# Do rhinestones adhere to plastisol? Vinyl?



## grace1456 (Feb 3, 2009)

Newbie here.....By the way I love this forum. 
I want to incorporate other applications/products to my rhinestone designs. Step it up a notch. Can I adhere rhinestones to plastisol or vinyl? If not does anyone know of another product I can use? We are not a printer we only use a heat press. Any suggestions would be appreciated! Thanks!


----------



## charles95405 (Feb 1, 2007)

yes you can use with MOST vinyl...especially the heat press vinyl...and they will stick


----------



## veedub3 (Mar 29, 2007)

I did a desgin with siser easyweed and rhinestones and the shirt was fabulous!
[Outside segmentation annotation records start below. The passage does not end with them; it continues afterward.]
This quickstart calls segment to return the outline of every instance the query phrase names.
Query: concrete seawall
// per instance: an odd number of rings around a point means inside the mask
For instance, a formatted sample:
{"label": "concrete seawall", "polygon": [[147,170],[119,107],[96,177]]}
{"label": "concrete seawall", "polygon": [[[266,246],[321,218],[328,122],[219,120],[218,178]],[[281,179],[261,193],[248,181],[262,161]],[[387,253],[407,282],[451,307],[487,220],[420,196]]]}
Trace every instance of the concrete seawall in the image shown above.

Unfortunately when I washed it most of the stones were found in the bottom of the washer. May have been an error on my part but after this mishap I decided not to sell vinyl with rhinestones. After reading Charles post where it can be done I am sure it could be a number of reasons why it did not work for me but I just assumed the two did not work together. Maybe I will try it again sometime because that design was awesome!


Katrina


----------



## charles95405 (Feb 1, 2007)

when I press rhinestones, I turn shirt inside out and re-press from the back about 4-5 sec...helps to insure the glue is set. oh yes..I will put silcone or teflon or parchment inside when I do first press so glue will not stick to inside back of shirt

For those who wish to test..put one or two stones on a piece of vinyl and press on a scrap material..then wash to see ..


----------



## veedub3 (Mar 29, 2007)

I first pressed the vinyl following the Siser instructions, then I lined up the rhinestones and pressed for about 20 sec. Did not press the inside of the shirt. Like I said it could have been a number of reasons why it did not work for me but one day when I have some time I will give it a second try. Maybe press the inside as you did.

Katrina


----------



## charles95405 (Feb 1, 2007)

I am attending classes w/Roland on Feb 9/10 I will see what they say about type of vinyl to use. I first saw application to vinyl at ISS show last year


----------



## veedub3 (Mar 29, 2007)

charles95405 said:


> I am attending classes w/Roland on Feb 9/10 I will see what they say about type of vinyl to use. I first saw application to vinyl at ISS show last year


Wow that's great make sure you post back here to let us know.

Katrina


----------



## grace1456 (Feb 3, 2009)

Yes! I would love to hear as well. I will be attending ISS show in Orlando & I am hoping to get this figured out there.


----------



## veedub3 (Mar 29, 2007)

charles95405 said:


> I am attending classes w/Roland on Feb 9/10 I will see what they say about type of vinyl to use. I first saw application to vinyl at ISS show last year


Charles,
Just wanted to know if you found out anything in your class about the vinyl and rhinestone application?


Katrina


----------



## charles95405 (Feb 1, 2007)

The folks at Roland said the rhinestones will stick to vinyl ...like eco from Imprintable or from Siser...I will try some later on my own


----------



## sjidohair (Apr 9, 2008)

I have done a lot of hoodes sweatshirts like this with siser and easy weed and stones on top, as well as the speciality hologram vinyl ect,, just make sure and repress everything inside and then a final press again over the top,,
works like a charm,, 
Sandy Jo
MMM


----------



## jimmyjam2009 (Apr 28, 2010)

if you ae doing rhinestone on plastisol you must put in on a almost cured plastisol which has the catalyst in it 
that you use for vinly jackets the press it and finallly cure it by runinng trough the dryer , it works


----------



## jimmyjam2009 (Apr 28, 2010)

if you ae doing rhinestone on plastisol you must put in on a almost cured plastisol which has the catalyst in it 
that you use for vinly jackets the press it and finallly cure it by runinng trough the dryer , it works


----------